Read: Proverbs 31
A capable wife who can find? She is far more precious than jewels (Proverbs 31:10, NRSV).
What is there about Proverbs 31 that brings out the weirdness in people? Whole ministries are founded on what people perceive to be its vision of “biblical womanhood.” It has even inspired its own line of merchandise featuring everything from t-shirts to tote bags. One wonders what King Lemuel and his mother would have made of it all (see v. 1).
To be honest, I can’t afford to be too critical. I have vivid memories of gathering around an open Bible with the other girls in my seventh grade Sunday school class. The Bible was open to Proverbs 31 which, because it has 31 verses, made the perfect playground for our romantic fantasies. (Cue much giggling.) To play the “Proverbs 31 Game,” each of us read the verse that corresponded with our birthday. The result was used to predict something about our future married life. This often produced a mixture of delight and consternation. What, for instance, was the girl born on the second day of the month supposed to make of “No, my son! No, son of my womb! No, son of my vows!” The girl born on the 28th, on the other hand, waved her verse around like a banner, celebrating the certainty that “her children rise up and call her happy; her husband too, and he praises her.”
Looking back, I find our game cringe-worthy for any number of reasons. For instance, I no longer recommend using the Bible as a Ouija board. (Though, to be fair, seventh grade girls could get up to worse things.) The assumption that marriage is the goal of every little girl also makes me wince. But I think what I object to the most is the popular assumption that Proverbs 31 offers us a picture of the “ideal wife,” at least in any conventional sense.
Professor Ellen Davis has been instrumental in helping me to reimagine the “valorous woman” who is praised in this poem. Far from being the epitome of a conservative male fantasy (June Cleaver on steroids), this is a woman to be reckoned with. As usual, translation makes a difference. “Capable” in verse 10 is a feeble choice for a Hebrew word that is more often used to convey physical strength and valor. (Yes, it’s used in military contexts!) More broadly, however, Davis points out that significant cultural differences make it dangerous to assume that the valorous woman of Proverbs 31 is the patron saint of June Cleaver.

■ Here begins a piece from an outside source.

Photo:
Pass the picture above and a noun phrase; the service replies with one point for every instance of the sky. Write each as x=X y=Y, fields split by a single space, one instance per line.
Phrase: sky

According to Davis, we need to remember that when Proverbs 31 was written, the economy was based in the household. In other words, “the household was the primary economic unit, where most real goods were produced. Within this economic system, not only was the labor of women essential, but also their social, managerial, and even diplomatic skills, as the story of Abigail (1 Samuel 25) exemplifies.” What’s more, the home was the “central social and religious institution, the place where Israelite identity was established.”*
All of this is to say, the “worthy woman” of Proverbs 31 is a picture of someone who is strong, enterprising, courageous, kind, intelligent, generous, godly, and wise. Yes, she is a mother and a wife, but she is also a mover and shaker in her community. Oh, and did I mention that the chapter that describes her is “the most unambiguously flattering portrait of any individual, man or woman” in all of Hebrew scripture?*
I’m not sure all of that is going to fit on a t-shirt.
Ponder: Do you have any memories or experiences of this chapter? How have your views evolved?
Pray: Shape our ideas, our values, and our lives so that they reflect what is truly worthy.
*Quotes are from Ellen Davis’s commentary on Proverbs, Ecclesiastes, and the Song of Songs (Louisville: Westminster John Knox Press, 2000) pp. 150-155.